The Mourner tried to shift but the man held her down. Thin though he was, naked and half-dead from cold and disease, still he found strength in his madness.
Perhaps he'll kill me
, the Mourner thought. She glanced at his hands, looking at his nails to see whether they held grave dirt beneath them. But his nails were all torn off. And the sword raised in his right hand was not darkened by rust after all.
“Maybe,” he said. He drew close, the stubbled black flesh of his chin scraping the Mourner's cool lips. “Maybe not for a while. But the land is changing. And I know at least one of the secrets it's thrown up.” He stood, turned, and ran.
By the time the Mourner lifted herself from the ground, the man had vanished. He knew Kinead, she did not, and there was no chance of finding him.
So where are the dead?
she thought. She closed her eyes and calmed herself by listening for newly dead wraiths, but she heard only the background mumble that was evident almost anywhere in the land. Whispers from before history began, louder mutters from those dead these past few years, these were wraiths either at peace or with voices grown distant over time.
Where are you?
she thought. She expected and received no reply.
She considered going back to the field of open graves. Perhaps there she would find clues to the dead villagers' location: drag marks in the ground, a splayed corpse pointing the way. But she was tired, hungry, and thirsty, and it had started snowing again.
And there was something else. Though the rest of the village remained completely silent—the movement of the air itself dampened by the snow—she felt observed. The unsettling sensation had been growing since discovering the empty graves, and it had reached a new intensity the moment the naked madman left her lying on the ground. She scanned the village; windows, doorways, shadows beside leaning buildings and beneath leafless trees, rooftops and the spaces beneath stilted homes. She could see no one else. Even the skull raven had gone from
atop the dead machine, though she had not heard it fly away. The living had gone from this place, yet the mystery remained: the dead had vanished too.

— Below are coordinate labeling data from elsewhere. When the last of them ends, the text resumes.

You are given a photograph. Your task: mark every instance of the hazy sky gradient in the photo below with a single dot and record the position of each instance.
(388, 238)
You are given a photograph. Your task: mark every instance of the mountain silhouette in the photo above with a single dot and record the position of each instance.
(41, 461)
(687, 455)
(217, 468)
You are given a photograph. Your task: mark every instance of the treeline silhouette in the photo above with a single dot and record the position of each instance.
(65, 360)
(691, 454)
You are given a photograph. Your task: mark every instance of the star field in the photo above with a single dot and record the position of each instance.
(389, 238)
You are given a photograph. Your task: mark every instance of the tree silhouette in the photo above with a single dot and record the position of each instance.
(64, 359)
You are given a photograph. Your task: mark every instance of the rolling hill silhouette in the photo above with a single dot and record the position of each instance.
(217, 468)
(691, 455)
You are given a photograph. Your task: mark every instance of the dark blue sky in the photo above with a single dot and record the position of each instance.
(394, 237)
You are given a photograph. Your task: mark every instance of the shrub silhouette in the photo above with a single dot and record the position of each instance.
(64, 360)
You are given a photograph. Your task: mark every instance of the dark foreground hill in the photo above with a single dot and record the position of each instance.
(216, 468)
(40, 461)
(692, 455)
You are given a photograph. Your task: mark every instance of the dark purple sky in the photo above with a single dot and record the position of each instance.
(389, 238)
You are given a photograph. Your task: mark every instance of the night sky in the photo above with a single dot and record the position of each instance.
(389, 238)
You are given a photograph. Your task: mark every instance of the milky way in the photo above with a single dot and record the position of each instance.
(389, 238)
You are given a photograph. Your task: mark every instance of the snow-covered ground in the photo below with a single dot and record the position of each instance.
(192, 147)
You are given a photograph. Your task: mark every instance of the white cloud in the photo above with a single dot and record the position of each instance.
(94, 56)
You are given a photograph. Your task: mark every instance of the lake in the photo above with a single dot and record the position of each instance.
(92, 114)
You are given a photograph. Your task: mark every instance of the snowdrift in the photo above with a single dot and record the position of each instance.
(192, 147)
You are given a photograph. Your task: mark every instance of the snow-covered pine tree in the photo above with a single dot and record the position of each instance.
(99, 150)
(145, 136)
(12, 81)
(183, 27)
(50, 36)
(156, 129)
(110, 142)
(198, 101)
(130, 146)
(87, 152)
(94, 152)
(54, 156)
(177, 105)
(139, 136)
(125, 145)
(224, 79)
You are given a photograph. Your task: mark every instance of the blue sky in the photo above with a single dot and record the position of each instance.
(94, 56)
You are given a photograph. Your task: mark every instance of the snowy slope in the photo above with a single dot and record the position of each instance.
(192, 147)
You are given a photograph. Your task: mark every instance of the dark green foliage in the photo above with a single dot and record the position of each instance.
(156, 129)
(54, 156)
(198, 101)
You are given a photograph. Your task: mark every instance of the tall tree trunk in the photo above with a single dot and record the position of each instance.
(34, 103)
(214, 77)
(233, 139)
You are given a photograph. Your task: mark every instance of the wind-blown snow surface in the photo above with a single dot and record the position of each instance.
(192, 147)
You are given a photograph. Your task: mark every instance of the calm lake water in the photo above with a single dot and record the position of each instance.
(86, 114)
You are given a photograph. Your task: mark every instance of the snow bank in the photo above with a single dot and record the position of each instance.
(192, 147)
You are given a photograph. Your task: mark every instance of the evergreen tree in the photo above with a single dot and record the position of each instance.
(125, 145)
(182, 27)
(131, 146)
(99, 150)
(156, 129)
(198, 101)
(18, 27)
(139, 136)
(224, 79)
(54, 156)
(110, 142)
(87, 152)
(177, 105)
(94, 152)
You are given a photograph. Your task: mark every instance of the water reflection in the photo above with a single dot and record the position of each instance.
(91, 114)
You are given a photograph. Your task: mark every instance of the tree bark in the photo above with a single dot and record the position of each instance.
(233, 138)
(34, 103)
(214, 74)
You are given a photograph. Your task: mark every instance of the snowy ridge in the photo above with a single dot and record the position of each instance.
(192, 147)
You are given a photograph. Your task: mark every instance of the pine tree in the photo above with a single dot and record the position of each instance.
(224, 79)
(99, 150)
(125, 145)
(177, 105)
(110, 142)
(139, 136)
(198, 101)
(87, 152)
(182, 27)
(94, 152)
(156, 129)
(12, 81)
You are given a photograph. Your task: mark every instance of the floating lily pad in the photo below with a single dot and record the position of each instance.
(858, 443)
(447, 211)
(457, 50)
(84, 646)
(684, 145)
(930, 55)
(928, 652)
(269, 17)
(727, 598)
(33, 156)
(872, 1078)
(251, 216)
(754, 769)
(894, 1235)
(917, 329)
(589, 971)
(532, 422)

The Mourner closed her eyes but sensed only time paying her attention, stretching out behind much farther than it ever could before. History was so rich and full, and the future held no certainties. The Cataclysmic War had seen to that.
The snow thickened, the first brief flurries replaced quickly with fat, wet flakes. The sky promised much more to come. The Mourner looked at the red hand prints on the doors of Kinead's buildings, certain that the madman had put them there yet still disturbed by their presence. Virtually every door she saw had a print, and one that did not—across from the frozen stream, a run-down dwelling that seemed to have a tree growing from its roof had suffered a recent fire. Its timber walls had fallen in, and the tree growing through its remains was charred black.